O líder da maioria democrata da Câmara dos Representantes, Steny Hoyer, pediu esta terça-feira aos membros do órgão de soberania para que regressassem a Washington na noite de segunda-feira para se analisar a resolução a aprovar e em que se pede ao vice-Presidente dos Estados Unidos, Mike Pence, para invocar a autoridade constitucional e destituir Trump.

Aguarda-se que a resolução seja aprovada, mas acredita-se ser improvável que Pence aja nesse sentido e invoque a 25.ª emenda.

Hoyer adiantou também que a Câmara dos Representantes irá, depois, analisar a destituição (‘impeachment’), esta quarta-feira.

Os democratas da Câmara dos Representantes agiram rapidamente para redigir um artigo de ‘impeachment’, acusando Trump de incitamento à insurreição pelo apelo que fez a milhares de seus apoiantes que participavam numa manifestação, há uma semana, e que culminou com a invasão do Capitólio, protestando contra a alegada fraude eleitoral nas presidenciais de 03 de novembro, ganhas pelo democrata Joe Biden.

Ontem, os republicanos bloquearam a resolução que pede a Pence para invocar com urgência a 25.ª emenda para destituir Trump.

O bloqueio, que se resumiu à recusa em votar a resolução, foi imposto depois de os democratas terem entregado na Câmara dos Representantes uma ata de acusação contra Trump, primeiro passo para a abertura formal de um segundo procedimento de destituição contra o Presidente cessante dos Estados Unidos, que é acusado unicamente de “incitar a violência” no episódio que levou à invasão do Capitólio em Washington.

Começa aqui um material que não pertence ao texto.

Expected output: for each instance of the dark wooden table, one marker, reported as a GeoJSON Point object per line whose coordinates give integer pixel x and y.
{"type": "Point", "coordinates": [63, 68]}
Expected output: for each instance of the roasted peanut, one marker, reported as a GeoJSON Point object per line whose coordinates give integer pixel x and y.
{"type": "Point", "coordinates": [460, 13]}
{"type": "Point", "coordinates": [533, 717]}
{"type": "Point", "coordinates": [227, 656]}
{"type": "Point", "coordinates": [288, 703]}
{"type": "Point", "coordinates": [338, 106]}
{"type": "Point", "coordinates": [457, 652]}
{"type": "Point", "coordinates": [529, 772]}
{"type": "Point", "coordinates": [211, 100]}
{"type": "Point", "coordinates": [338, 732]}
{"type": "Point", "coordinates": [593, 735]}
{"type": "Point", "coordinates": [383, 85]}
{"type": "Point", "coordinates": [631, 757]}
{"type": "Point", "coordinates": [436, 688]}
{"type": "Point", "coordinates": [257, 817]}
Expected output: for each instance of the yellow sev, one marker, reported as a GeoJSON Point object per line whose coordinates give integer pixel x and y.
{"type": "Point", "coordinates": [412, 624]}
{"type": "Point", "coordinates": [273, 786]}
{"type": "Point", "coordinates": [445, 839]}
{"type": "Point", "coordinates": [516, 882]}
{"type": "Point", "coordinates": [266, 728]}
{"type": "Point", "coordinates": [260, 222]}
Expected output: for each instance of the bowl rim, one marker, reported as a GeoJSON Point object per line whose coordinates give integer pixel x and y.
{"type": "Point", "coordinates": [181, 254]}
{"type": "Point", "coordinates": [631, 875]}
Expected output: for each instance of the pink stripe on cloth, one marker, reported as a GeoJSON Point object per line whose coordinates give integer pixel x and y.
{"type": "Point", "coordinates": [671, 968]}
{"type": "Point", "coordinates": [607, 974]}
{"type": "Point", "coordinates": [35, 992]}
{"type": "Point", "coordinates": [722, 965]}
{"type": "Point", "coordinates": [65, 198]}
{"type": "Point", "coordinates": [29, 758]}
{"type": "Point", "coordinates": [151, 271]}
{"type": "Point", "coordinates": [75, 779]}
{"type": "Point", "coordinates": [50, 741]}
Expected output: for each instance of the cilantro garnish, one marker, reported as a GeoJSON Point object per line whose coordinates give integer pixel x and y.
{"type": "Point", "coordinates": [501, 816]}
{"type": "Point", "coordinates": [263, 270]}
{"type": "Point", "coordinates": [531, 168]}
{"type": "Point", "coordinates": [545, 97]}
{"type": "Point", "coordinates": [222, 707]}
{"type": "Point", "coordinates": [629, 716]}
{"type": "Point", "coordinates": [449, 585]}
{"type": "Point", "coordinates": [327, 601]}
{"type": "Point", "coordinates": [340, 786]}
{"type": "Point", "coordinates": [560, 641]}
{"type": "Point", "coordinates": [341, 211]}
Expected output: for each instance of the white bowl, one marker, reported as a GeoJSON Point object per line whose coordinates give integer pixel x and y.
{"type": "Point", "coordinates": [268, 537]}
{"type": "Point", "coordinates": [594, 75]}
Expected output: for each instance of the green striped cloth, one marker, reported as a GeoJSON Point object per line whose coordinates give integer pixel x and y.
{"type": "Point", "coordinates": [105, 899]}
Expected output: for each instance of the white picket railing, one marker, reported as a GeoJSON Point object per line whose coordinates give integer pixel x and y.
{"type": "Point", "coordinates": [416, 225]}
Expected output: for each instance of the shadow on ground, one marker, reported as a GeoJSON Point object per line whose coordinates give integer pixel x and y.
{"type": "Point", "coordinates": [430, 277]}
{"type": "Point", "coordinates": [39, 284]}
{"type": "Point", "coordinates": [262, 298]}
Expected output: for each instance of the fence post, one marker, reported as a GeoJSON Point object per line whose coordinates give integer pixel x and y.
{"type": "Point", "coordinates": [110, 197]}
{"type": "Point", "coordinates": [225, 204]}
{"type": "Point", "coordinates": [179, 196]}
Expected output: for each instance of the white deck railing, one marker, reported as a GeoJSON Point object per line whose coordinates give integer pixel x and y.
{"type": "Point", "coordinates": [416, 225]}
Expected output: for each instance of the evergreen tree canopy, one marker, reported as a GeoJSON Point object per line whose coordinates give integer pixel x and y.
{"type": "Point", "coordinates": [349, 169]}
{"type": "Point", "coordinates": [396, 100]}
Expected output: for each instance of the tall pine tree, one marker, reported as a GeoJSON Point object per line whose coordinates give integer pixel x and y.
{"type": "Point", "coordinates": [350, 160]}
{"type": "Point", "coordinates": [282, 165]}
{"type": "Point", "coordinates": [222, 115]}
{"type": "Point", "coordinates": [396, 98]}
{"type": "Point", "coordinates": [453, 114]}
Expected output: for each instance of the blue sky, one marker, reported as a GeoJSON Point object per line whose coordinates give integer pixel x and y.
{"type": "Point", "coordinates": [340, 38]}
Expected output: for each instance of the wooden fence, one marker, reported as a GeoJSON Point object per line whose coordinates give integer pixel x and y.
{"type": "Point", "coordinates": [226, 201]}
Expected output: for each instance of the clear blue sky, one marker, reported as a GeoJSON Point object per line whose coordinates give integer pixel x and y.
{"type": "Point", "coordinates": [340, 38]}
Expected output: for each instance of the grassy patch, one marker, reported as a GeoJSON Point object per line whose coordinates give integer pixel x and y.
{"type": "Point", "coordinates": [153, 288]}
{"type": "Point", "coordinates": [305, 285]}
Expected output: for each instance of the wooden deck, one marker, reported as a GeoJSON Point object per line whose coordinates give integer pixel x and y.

Trump termina o mandato quando Biden tomar posse, a 20 deste mês.

Pence ainda não deu qualquer indicação sobre se irá dar sequência às resoluções dos democratas, mas, se não avançar com o processo, a Câmara dos Representantes, segundo a presidente deste órgão, Nancy Pelosi, avançará para a destituição.

Pelosi reagiu ao bloqueio dos republicanos, acusando-os de “pôr os Estados Unidos em perigo” face à “cumplicidade” com Trump.

A líder democrata da Câmara dos Representantes lamentou que os republicanos se oponham à unanimidade da resolução para exigir a Pence que promova a demissão de Trump.

A nove dias do fim da Presidência de Trump, a Câmara dos Representantes está também a preparar esta semana a destituição do Presidente cessante.

Pelosi tem tentado primeiro pressionar os republicanos para que convençam Trump de que chegou a hora de deixar a Presidência norte-americana.

O projeto da Lei da Destituição, de quatro páginas, dá conta, entre outras razões, de declarações falsas feitas por Trump sobre o facto de ter derrotado Biden nas eleições, das pressões sobre as autoridades da Geórgia para que se encontrassem mais votos para dar a vitória ao Presidente cessante.

A invasão do Capitólio é outro dos argumentos, uma vez que consideram que Trump incitou os seus apoiantes a “lutarem como nunca” contra a alegada fraude eleitoral, o que levou os manifestantes a romperem os cordões policiais e a entrarem no Capitólio.

“O Presidente Trump colocou em risco a segurança dos Estados Unidos e das suas instituições governamentais”, refere-se no projeto de lei dos representantes democratas David Cicilline (Rhode Island), Ted Lieu (Califórnia), Jamie Raskin (Maryland) e Jerrold Nadler (Nova York).

“[Trump] ameaça a integridade do sistema democrático, interfere na transição pacífica de poder, e traiu a confiança. Continuará a constituir-se como uma ameaça à segurança nacional, à democracia e à Constituição se se mantiver [na Casa Branca]”, acrescenta-se no texto.